Dara tersenyum manis dan menganggukkan kepalanya, ia tersenyum sembari menatap Robert yang tengah sibuk mempersiapkan dirinya.
Dara mengantar kepergian Robert dengan sebuah senyuman manis pada wajahnya, sepeninggalan lelaki itu, Dara terkulai lemas di lantai, air mata mulai mengalir melalui kedua matanya,rasa sesak dan nyeri menjalar ke penjuru hatinya. Ia menangis dengan terisak sembari memegang dadanya yang terasa begitu sesak.
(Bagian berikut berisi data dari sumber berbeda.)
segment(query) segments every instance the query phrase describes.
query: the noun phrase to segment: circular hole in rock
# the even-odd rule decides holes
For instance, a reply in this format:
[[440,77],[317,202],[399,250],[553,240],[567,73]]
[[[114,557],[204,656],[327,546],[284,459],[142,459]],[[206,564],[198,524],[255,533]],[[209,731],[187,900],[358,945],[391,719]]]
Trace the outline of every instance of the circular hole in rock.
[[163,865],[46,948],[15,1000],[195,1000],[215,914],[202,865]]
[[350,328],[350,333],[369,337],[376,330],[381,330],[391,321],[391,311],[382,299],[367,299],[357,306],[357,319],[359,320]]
Ia tidak pernah mengenal rasa cinta yang terasa begitu menyakitkan seperti saat ini. Dara telah kehilangan akal sehatnya, egonya untuk mendapatkan lelaki itu telah membuatnya gila, ia sadar bahwa cinta setengah hati seperti ini hanya akan menyakiti hatinya saja, tetapi apa daya, ia tidak bisa mengontrol hatinya yang sudah terjebak di dalam cinta yang menyakitkan seperti ini. Ia hanya berharap cinta setengah hati seperti ini akan menyejukkan hatinya, ia berharap suatu hari nanti cinta setengah hati ini akan berakhir dengan indah.